Pathological aggregation of tau and the preponderance of neurofibrillary tangles (NFT) or other inclusions containing tau are defining histopathological features of Alzheimer's disease (AD) and many neurodegenerative diseases collectively known as tauopathies. A major focus of research has been the understanding of the propagation of pathological tau in AD patient brains that follow neuronal networks. Despite the knowledge acquired, the cellular mechanism involved in tau propagation, the nature of the tau species involved in the spreading and the precise seeding/template remains unclear. Considering the preponderant role of tau propagation in the pathogenesis of AD and other tauopathies, we performed an unbiased quantitative Mass Spectrometry based study to determine the specific tau species involved in the spreading and the proteins that specifically interact with this “tau-seed”. Bassoon (BSN), a large scaffolding protein of the presynaptic active zone, was identified as a significant interactor of the tau-pathological-seed isolated from a mouse model for tauopathy, as well as from AD and PSP postmortem samples. Prior research in AD and PSP patient samples have linked BSN with both tauopathies. Therefore, the main goal of this proposal is to determine and dissect the mechanism by which BSN functions as a scaffold to stabilize and facilitate the spreading and neurotoxicity of a tau-pathological-seed. By introducing a series of biochemical, molecular, histological, electrophysiological, behavioral, imaging, bioinformatics and Mass Spectrometry based strategies together with mouse model, cellular culture and human postmortem tissue, this proposal will 1. evaluate the role of BSN in tau pathogenesis in vivo, 2. determine the mechanistic base of BSN in tau aggregation, propagation and synaptotoxicity in neuronal systems and 3. test if BSN's association with tau-pathological-seed is strain specific in human brains from a diverse set of tauopathies. Gaining a better understanding of the contribution of BSN on the formation, stabilization and propagation of a pathological tau-seed is highly significant since it may provide important information that will increase our understanding on the mechanism(s) involved in tau propagation, the precise nature of the tau-seed involved in this process and its role in the neurodegeneration associated to AD and other tauopathies.

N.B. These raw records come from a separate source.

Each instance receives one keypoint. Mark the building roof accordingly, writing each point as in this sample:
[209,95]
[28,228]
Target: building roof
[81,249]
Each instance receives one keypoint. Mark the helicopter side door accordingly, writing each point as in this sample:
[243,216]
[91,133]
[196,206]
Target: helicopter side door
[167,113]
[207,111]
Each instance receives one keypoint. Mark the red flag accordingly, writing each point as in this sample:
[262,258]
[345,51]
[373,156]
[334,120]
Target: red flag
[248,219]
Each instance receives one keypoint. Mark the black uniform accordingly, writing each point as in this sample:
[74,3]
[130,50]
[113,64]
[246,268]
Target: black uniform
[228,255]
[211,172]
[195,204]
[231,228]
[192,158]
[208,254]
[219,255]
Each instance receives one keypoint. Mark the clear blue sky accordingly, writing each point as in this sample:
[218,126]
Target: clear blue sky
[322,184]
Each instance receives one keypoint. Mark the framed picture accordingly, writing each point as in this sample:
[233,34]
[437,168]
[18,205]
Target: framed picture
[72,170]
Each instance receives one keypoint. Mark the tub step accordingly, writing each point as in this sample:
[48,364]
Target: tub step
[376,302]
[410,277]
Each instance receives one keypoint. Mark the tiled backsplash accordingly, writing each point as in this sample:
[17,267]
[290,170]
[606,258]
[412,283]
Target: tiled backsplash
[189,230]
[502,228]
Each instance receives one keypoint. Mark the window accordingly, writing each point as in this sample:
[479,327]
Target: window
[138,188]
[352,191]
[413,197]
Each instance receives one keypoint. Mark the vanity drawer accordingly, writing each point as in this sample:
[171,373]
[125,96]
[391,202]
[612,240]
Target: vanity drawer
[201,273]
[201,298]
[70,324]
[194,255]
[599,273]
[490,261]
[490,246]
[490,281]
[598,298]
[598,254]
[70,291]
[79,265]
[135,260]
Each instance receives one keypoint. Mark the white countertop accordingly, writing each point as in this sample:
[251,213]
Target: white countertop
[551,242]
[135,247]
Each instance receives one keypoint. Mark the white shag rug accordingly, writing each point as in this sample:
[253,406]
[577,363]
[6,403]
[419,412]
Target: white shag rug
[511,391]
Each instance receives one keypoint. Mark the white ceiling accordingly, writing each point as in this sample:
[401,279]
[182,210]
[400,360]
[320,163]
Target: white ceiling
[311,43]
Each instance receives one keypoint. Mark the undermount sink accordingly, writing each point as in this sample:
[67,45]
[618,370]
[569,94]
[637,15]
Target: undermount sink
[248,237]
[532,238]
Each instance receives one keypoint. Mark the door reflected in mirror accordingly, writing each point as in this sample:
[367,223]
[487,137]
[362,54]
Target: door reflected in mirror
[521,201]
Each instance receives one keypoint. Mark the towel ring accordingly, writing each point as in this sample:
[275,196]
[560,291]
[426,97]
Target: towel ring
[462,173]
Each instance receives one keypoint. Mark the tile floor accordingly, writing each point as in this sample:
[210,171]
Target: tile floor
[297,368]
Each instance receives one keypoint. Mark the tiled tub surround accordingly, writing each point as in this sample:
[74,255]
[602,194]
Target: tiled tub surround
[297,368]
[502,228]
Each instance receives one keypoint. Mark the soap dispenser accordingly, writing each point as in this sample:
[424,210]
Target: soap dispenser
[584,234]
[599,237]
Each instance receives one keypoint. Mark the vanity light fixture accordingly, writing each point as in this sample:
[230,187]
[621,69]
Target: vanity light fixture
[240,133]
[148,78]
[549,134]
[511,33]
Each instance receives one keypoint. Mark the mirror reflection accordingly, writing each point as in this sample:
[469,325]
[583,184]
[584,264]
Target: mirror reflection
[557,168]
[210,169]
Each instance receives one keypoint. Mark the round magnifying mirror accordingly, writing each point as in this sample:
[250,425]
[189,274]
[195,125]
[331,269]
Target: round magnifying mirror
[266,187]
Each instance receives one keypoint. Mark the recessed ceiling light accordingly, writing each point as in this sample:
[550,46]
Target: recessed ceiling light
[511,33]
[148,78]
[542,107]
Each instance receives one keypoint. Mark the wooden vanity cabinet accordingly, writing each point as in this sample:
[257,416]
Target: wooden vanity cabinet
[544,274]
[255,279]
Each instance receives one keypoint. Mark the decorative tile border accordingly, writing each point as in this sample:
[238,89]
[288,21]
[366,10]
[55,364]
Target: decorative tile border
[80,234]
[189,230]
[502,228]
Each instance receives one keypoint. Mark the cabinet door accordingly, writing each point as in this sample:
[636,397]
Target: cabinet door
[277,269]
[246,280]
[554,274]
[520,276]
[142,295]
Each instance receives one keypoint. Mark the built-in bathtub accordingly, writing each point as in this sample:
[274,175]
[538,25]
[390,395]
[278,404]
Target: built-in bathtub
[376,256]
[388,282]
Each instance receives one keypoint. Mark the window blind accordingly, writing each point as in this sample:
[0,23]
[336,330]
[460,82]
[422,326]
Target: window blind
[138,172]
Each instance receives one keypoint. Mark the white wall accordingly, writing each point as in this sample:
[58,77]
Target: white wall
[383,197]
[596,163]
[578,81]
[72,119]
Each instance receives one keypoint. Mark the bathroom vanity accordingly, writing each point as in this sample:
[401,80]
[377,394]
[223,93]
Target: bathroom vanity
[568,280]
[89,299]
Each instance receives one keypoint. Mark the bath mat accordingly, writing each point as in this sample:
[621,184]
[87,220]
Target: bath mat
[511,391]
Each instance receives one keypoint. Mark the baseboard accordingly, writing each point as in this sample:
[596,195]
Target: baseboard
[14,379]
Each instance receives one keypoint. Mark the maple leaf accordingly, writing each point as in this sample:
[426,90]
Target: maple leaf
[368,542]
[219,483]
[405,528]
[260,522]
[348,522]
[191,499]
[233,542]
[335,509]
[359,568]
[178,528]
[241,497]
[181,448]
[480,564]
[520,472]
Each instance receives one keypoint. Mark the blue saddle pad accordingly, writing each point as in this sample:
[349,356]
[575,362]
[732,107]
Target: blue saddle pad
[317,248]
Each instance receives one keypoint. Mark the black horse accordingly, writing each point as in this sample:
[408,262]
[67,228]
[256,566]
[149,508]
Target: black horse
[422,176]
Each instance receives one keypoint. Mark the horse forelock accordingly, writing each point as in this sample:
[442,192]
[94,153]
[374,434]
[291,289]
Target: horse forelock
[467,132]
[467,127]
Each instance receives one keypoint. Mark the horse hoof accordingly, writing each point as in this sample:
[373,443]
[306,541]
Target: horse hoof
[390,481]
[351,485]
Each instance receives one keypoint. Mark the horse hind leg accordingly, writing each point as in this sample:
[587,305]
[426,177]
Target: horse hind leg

Tau的病理性聚集和神经原纤维缠结(NFT)或其他包涵体的优势 含有tau是定义阿尔茨海默病(AD)和许多神经退行性疾病的组织病理学特征 统称为tauopathy的疾病。研究的一个主要焦点是对 病理性tau在阿尔茨海默病患者脑神经网络中的传播。尽管我们知道 获得性，tau繁殖所涉及的细胞机制，tau物种参与 传播和准确的播种/模板仍不清楚。考虑到tau的优势作用 在AD和其他疾病的发病机制中的传播，我们进行了无偏的定量质量 基于光谱的研究，以确定参与扩散的特定tau物种和 特别是与这种“牛角种子”相互作用。巴松蛋白(BSN)--突触前活性的大型支架蛋白 区，被确定为从小鼠模型中分离的tau病理种子的重要相互作用因素 以及AD和PSP的尸检样本。先前对AD和PSP患者样本的研究 BSN与两种tauopathy相关。因此，这项建议的主要目的是确定和剖析BSN作为支架的作用机制，以稳定和促进tau病理性种子的传播和神经毒性。通过引入一系列基于生化、分子、组织学、电生理、行为学、成像、生物信息学和质谱学的方法，结合小鼠模型、细胞培养和人死后组织，本建议将1.评估BSN在体内tau发病机制中的作用；2.确定BSN在神经系统中聚集、繁殖和突触毒性的机制基础；3.从一系列不同的tau疾病中检验BSN与tau病理种子的关联是否在人脑中具有菌株特异性。更好地了解牛磺酸种子在病理性牛磺酸种子形成、稳定和繁殖中的作用具有重要意义，因为它可能提供重要信息，有助于我们了解牛磺酸繁殖的机制(S)、参与这一过程的牛磺酸种子的确切性质及其在阿尔茨海默病和其他牛磺酸疾病相关的神经退行性变中的作用。